Wednesday, September 11, 2024

Information, Data, and Knowledge

(This is part 10 in a series on the scientific method.)

In 1966, well within living memory as I write this in 2024, Digital Equipment Corporation released the PDP-10, later rebranded as the DECsystem-10 or, more colloquially, the DEC-10.  The base model cost over $100,000 in 1966 dollars, well over a million dollars today.  For that price you got 8,192 words of memory, each being 36 bits wide, or just a hair over 32 kilobytes by modern reckoning.  A top-of-the-line model gave you about 144 kilobytes (32,768 36-bit words) of memory and cost three times the base model price.  At the time, the DEC-10 was considered a "low cost" computer.  Nowadays a computer with vastly superior specifications fits on a board the size of your little finger and can be purchased at retail for less than less than one 1966 dollar.  If you buy just the chip in modest volume, you can get them for less than one 2024 dollar.
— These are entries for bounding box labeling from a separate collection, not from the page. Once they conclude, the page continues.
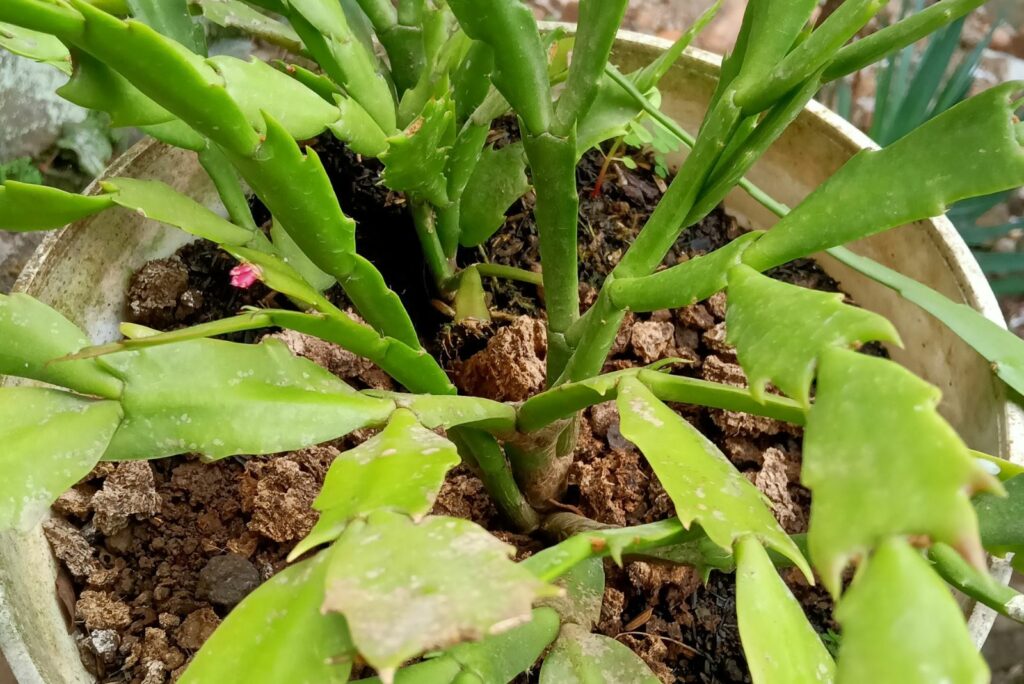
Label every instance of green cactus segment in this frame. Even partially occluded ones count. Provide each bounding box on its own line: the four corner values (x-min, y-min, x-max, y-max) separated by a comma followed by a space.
123, 0, 207, 55
0, 180, 114, 232
229, 119, 420, 350
228, 113, 355, 254
207, 55, 338, 140
541, 625, 662, 684
459, 143, 529, 247
270, 221, 337, 292
178, 553, 354, 684
353, 607, 559, 684
449, 0, 552, 134
0, 294, 121, 398
102, 177, 254, 245
381, 97, 455, 206
608, 230, 764, 311
743, 82, 1024, 270
364, 389, 516, 433
730, 0, 818, 100
0, 22, 72, 75
836, 540, 988, 684
327, 95, 388, 157
289, 409, 460, 558
57, 48, 175, 127
0, 389, 121, 530
803, 347, 1001, 595
616, 377, 812, 580
68, 0, 259, 154
726, 265, 900, 407
287, 0, 396, 133
735, 537, 835, 684
324, 511, 558, 682
736, 0, 887, 114
98, 340, 394, 461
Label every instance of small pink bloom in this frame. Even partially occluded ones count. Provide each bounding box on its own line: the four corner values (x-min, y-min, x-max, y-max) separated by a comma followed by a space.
231, 263, 263, 290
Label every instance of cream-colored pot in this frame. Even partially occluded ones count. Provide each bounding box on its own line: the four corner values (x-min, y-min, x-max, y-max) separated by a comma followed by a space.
0, 33, 1024, 684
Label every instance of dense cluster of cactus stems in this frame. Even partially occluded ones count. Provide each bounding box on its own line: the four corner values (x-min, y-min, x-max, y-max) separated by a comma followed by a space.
0, 0, 1024, 684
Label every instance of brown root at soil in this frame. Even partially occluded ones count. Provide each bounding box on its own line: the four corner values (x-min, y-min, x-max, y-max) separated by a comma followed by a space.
45, 136, 860, 684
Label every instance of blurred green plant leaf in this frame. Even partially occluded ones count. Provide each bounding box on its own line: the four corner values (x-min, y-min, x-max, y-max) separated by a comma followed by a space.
735, 537, 836, 684
0, 22, 71, 75
68, 0, 259, 155
98, 340, 394, 461
289, 409, 461, 558
803, 347, 1001, 595
178, 552, 354, 684
459, 142, 529, 247
972, 475, 1024, 555
56, 112, 114, 176
836, 538, 988, 684
541, 624, 662, 684
0, 180, 114, 231
324, 511, 557, 683
743, 82, 1024, 271
616, 377, 812, 579
0, 292, 121, 399
188, 0, 303, 53
0, 157, 43, 185
828, 247, 1024, 394
127, 0, 206, 55
380, 97, 455, 206
0, 387, 121, 530
726, 265, 900, 407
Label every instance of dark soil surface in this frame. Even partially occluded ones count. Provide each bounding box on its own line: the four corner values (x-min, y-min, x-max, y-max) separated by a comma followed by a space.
46, 131, 864, 684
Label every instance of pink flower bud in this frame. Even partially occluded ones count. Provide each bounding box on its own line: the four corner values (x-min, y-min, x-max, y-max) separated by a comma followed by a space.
231, 263, 263, 290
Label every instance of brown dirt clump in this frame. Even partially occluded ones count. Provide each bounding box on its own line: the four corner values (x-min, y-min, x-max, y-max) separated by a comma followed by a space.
455, 315, 548, 401
91, 461, 160, 537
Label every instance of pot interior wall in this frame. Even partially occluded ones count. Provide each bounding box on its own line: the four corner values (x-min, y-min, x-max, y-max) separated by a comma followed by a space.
0, 34, 1020, 684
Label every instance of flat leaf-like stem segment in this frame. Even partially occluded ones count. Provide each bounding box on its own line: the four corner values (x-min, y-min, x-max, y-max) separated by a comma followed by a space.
828, 247, 1024, 394
288, 409, 460, 558
616, 378, 813, 581
836, 538, 988, 684
381, 97, 455, 206
0, 23, 71, 71
0, 293, 121, 399
449, 0, 552, 133
802, 348, 1001, 596
324, 511, 557, 682
541, 625, 662, 684
459, 143, 529, 247
0, 387, 121, 530
179, 552, 354, 684
735, 537, 836, 684
726, 265, 900, 407
98, 340, 394, 461
743, 82, 1024, 270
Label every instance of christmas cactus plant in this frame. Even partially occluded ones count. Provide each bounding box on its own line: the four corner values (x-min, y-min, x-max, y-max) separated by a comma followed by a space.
0, 0, 1024, 684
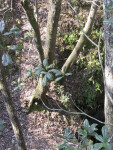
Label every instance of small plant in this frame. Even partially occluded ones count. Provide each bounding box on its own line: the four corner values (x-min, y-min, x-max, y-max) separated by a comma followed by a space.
12, 77, 25, 91
0, 119, 4, 131
26, 59, 72, 87
54, 119, 111, 150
Notice that despite decades of technological improvement, the specifications of a computer's capabilities were given in essentially the same terms in 1966 as they are today, namely, by specifying the amount of memory it contains, and this will always be the case.  Memory has a utility that transcends technology and culture and the whims of fashion: it can store information.

Information is both ubiquitous and ineffable.  We live in an "information age", inundated by information around the clock, but almost no one understands what it actually is.  It's challenging to find a definition that is accessible and not circular.  Wikipedia says, "Information is an abstract concept that refers to something which has the power to inform," which doesn't seem particularly helpful or enlightening to me.
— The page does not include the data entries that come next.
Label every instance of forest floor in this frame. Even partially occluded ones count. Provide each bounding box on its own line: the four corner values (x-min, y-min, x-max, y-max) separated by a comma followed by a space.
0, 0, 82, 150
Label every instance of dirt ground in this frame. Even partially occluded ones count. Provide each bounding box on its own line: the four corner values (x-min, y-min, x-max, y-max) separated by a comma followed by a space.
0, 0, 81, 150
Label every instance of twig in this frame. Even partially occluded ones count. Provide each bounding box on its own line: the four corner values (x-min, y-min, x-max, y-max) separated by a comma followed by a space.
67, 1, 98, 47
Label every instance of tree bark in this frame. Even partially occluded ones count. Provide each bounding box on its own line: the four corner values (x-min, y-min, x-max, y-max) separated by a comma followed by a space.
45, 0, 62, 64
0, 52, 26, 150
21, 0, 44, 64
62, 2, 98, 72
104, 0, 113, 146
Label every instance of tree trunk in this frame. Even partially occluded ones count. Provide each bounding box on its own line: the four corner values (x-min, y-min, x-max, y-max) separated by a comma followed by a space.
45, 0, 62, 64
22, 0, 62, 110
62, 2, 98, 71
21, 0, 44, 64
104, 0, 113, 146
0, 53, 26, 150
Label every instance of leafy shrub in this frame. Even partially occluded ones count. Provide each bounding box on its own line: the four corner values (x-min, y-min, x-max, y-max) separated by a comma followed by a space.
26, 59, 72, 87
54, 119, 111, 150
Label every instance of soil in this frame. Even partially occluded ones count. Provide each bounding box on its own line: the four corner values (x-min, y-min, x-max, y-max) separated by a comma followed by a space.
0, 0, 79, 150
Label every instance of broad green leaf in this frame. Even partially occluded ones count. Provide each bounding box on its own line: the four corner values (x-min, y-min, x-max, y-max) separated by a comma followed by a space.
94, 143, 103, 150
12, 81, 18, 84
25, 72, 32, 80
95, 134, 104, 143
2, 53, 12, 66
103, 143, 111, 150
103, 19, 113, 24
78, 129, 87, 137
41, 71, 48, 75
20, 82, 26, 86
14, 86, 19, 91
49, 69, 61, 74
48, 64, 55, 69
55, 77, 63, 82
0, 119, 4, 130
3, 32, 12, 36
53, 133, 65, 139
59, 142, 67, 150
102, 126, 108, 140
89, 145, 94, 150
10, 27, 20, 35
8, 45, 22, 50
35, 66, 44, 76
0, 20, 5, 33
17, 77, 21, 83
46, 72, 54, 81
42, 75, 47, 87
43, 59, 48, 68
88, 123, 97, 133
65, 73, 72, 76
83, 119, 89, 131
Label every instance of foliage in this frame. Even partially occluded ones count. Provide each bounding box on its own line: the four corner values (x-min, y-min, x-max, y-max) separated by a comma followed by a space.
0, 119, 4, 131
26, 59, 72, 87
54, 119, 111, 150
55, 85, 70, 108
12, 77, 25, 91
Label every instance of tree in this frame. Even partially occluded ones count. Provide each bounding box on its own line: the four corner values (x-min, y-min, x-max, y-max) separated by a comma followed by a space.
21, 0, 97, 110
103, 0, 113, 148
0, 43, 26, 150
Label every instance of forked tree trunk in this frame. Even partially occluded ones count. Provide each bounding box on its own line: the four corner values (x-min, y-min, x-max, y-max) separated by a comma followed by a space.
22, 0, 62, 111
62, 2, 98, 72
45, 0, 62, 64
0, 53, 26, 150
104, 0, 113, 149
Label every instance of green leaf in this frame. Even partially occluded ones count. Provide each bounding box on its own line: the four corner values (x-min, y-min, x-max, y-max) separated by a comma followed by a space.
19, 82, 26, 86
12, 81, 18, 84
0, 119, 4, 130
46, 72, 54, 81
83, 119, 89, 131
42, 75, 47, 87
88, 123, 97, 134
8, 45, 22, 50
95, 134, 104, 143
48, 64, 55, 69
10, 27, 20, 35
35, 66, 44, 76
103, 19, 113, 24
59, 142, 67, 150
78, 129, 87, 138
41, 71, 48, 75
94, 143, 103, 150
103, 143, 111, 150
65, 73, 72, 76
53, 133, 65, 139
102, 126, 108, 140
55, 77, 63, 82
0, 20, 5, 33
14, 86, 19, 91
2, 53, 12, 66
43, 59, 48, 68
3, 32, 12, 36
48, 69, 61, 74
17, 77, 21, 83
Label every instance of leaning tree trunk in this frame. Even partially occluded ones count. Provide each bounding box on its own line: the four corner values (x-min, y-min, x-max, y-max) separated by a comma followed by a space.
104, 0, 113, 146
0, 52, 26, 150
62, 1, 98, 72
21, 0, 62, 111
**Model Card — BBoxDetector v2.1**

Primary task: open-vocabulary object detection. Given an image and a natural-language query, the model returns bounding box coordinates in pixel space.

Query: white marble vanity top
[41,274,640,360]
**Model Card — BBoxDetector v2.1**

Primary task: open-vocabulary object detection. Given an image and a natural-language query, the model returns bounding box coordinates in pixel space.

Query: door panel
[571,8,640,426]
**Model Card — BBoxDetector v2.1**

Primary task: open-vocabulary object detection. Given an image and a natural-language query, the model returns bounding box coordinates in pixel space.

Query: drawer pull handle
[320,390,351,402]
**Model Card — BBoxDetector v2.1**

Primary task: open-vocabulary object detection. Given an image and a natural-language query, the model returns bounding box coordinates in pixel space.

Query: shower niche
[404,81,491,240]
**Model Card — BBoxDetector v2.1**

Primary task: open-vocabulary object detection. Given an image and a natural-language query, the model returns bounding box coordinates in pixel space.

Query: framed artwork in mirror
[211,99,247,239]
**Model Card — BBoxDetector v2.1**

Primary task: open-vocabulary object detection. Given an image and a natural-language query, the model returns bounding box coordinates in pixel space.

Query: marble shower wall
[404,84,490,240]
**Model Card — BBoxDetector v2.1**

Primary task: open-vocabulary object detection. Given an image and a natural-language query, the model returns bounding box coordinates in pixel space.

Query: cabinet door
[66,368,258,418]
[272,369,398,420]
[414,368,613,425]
So let's set this as our Problem: there is this thing, information, that everyone talks about, that permeates our modern existence, but that no one seems to actually understand.  Why?  Is information real, an essential part of objective reality, or is it just a social construct like the law or the value of fiat currency?  What is information made of?  Can it be created and destroyed like computers and chairs, or is it conserved like mass and energy?

Let's start by taking stock of some of the (apparent) properties of this thing we're trying to explain.

Information does not exist by itself.  It is always contained in in or bound to something, like a sheet of paper or a computer memory or a DNA molecule or a brain.  This container doesn't necessarily need to be a material object made of atoms, it can be an electromagnetic wave.  But it has to be something.  There is no such thing as information in isolation, not bound to any material thing.

Despite the fact that this containment is essential, the identity of a piece of information is independent of its binding.  The document you are reading right now is in some sense "made of" information.  Most likely, you are reading it on a computer, so that information is contained in a computer memory.  It is transferred into your brain -- i.e. the information is copied -- through the act of reading.  You could likewise copy the information in this document onto a sheet of paper by printing it, or into sound waves in the atmosphere by reading it aloud.  But regardless of whether the information in this document is contained in a computer memory or a sheet of paper or your brain or the air around you, it is, at least in some sense, the same information in all four cases.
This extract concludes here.